One of the definitions given by Webster in his New International Dictionary of the word "sign" is "a lettered board, or other conspicuous notice," and it also defines it as "a publicly-displayed token or notice." The word "signboard" is defined therein as "a board for or bearing a notice or sign." Thus we think, generally speaking, that where a rule requires letters or words to be displayed on a board and hung in a certain conspicuous place, the reasonable construction of such a rule is that the purpose of so doing is to call attention to or give notice of something. Then, what was this "Do Not Apply Cable [and start the machinery]" sign put up for? We think it was for the purpose of calling attention to the fact that a workman or some one was working under the car, and that to plug in the cable would endanger the life or limb of the person thereunder. The sign itself does not say or indicate that no one should go under the car, but rather indicates that no one on the outside of the car should plug in the cable when the sign was up. It would seem that when a workman was under the car he should put the sign up in order that he might not be taken unaware by the starting of the machinery or equipment by some one else while he was thereunder. Suppose, for instance, while standing near, but not under the car, a workman thought he had located the knock and stopped the motor, put up the sign, and got under the car and repaired what he thought was causing the knock, then got out from under the car, plugged in the cable and started the motor and the knock still continued. If then it was necessary to start the machinery and lean under or go entirely under the car in order to hear and locate the knock, could he not do so without being guilty of "wilful misconduct"? We think he could. The foreman said that the best way to locate the knock was to run the machinery and listen. Then, in the first instance, where the machinery was already running and knocking, and it was necessary for the workman to lean under the car in order to locate the knock, he would not be guilty of "wilful misconduct" in so doing. We should give the statute and the rule of the company requiring the putting up of the sign a reasonable construction. "The Bolognian law, mentioned by Puffendorf, which enacted `that whoever drew blood in the streets should be punished with the utmost severity,' was held after *Page 552 
long debate not to extend to the surgeon who opened the vein of a person that fell down in the street with a fit." 1 Cooley's Blackstone (4th ed.), 54. So, "after long debate" in the instant case, we hold that the reasonable construction is that the claimant did not have to notify himself in writing by a sign or otherwise that the machinery was running when he already knew it and could and should act accordingly. If a citizen or fellow workman of the person who fell down in the streets of Bologna, or even a lawyer, one expert in the law, should have testified merely that a doctor, under his construction of the law, should be punished for drawing the blood of a person upon the streets of Bologna, such testimony would not change the reasonableness of the construction of the Bolognian law; and here, even if the foreman should testify that the claimant, in the performance of his duty, must or should locate the knock, but should not go near enough to the machinery to hear the knock, nevertheless, it would not make his construction a reasonable one. We might recall the following doggerel in this connection:
                      "Mother may I go out to swim?                        Yes, my darling daughter,                   Hang your clothes on a hickory limb                      But don't go near the water."

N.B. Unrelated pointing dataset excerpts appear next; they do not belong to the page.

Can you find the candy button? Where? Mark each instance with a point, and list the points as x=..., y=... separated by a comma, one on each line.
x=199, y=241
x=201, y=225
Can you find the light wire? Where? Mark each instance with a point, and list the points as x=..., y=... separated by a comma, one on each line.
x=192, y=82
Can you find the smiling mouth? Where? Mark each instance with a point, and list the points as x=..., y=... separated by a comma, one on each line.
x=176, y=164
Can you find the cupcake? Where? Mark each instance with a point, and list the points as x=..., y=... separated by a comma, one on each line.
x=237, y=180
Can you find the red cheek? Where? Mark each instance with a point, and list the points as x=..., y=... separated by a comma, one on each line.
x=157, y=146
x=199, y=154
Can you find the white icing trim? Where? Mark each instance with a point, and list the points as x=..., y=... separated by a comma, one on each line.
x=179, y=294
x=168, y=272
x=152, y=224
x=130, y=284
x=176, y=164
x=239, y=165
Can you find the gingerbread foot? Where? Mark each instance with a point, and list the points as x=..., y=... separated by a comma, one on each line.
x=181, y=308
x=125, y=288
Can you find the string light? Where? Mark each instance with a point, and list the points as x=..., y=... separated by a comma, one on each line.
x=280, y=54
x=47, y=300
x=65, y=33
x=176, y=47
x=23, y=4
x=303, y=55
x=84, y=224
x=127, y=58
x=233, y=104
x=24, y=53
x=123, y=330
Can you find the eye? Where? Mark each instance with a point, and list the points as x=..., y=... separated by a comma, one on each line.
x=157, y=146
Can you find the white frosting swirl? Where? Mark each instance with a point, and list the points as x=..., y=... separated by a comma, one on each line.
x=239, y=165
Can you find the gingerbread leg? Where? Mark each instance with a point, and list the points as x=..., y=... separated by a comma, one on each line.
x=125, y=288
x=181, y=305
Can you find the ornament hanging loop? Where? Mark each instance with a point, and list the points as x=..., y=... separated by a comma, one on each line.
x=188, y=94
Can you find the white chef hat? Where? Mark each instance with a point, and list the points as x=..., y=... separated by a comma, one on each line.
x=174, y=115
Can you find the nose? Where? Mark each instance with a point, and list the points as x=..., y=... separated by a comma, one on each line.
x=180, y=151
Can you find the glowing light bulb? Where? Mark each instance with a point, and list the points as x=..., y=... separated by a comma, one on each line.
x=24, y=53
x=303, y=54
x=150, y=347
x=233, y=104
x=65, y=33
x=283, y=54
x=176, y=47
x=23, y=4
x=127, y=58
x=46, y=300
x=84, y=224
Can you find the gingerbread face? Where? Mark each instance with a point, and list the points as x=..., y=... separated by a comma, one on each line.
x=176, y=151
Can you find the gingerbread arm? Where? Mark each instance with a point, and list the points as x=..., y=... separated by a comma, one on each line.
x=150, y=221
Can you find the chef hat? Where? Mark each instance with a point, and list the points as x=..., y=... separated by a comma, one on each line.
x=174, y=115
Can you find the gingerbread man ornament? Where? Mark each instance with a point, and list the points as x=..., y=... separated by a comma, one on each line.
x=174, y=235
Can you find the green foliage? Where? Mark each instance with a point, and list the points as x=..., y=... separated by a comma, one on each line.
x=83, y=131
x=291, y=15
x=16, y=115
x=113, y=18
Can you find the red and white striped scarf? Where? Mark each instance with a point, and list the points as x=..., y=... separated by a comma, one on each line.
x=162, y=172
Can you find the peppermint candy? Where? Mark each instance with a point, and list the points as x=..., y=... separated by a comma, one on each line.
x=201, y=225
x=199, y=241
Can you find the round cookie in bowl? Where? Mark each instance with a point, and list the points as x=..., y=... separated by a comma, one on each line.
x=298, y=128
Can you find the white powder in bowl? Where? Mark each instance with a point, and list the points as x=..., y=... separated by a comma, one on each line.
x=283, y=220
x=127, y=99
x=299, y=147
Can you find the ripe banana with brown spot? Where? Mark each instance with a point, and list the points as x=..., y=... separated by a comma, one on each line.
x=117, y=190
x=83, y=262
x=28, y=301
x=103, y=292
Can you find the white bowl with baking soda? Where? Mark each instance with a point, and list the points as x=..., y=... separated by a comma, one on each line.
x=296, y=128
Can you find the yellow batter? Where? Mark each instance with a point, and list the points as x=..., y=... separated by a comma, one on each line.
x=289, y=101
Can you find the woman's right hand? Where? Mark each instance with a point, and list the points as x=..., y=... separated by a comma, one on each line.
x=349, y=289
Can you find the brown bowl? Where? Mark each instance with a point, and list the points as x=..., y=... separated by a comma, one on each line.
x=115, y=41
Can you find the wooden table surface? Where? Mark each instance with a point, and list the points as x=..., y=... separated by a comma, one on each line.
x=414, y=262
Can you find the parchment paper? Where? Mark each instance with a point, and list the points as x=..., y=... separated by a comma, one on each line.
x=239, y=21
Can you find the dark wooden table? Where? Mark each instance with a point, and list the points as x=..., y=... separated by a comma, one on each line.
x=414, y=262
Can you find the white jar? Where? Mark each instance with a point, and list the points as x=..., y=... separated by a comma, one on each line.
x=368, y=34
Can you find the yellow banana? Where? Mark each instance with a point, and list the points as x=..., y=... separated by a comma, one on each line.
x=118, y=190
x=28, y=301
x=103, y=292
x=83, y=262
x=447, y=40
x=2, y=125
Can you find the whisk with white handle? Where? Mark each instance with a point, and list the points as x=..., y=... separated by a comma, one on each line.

We do not think it was a reasonable construction of the safety-appliance law for the Industrial Board to hold in effect that under any and all circumstances, before a workman could go under the car for the purpose of locating trouble, he must hang up the sign and stop the running of the machinery. For, under some circumstances, the best method of performing his duties would have been to start the machinery and listen, even though it might be necessary for him to lean under the car in order to hear the knocks.
Rehearing denied. Broyles, C. J., and Guerry, J., concur.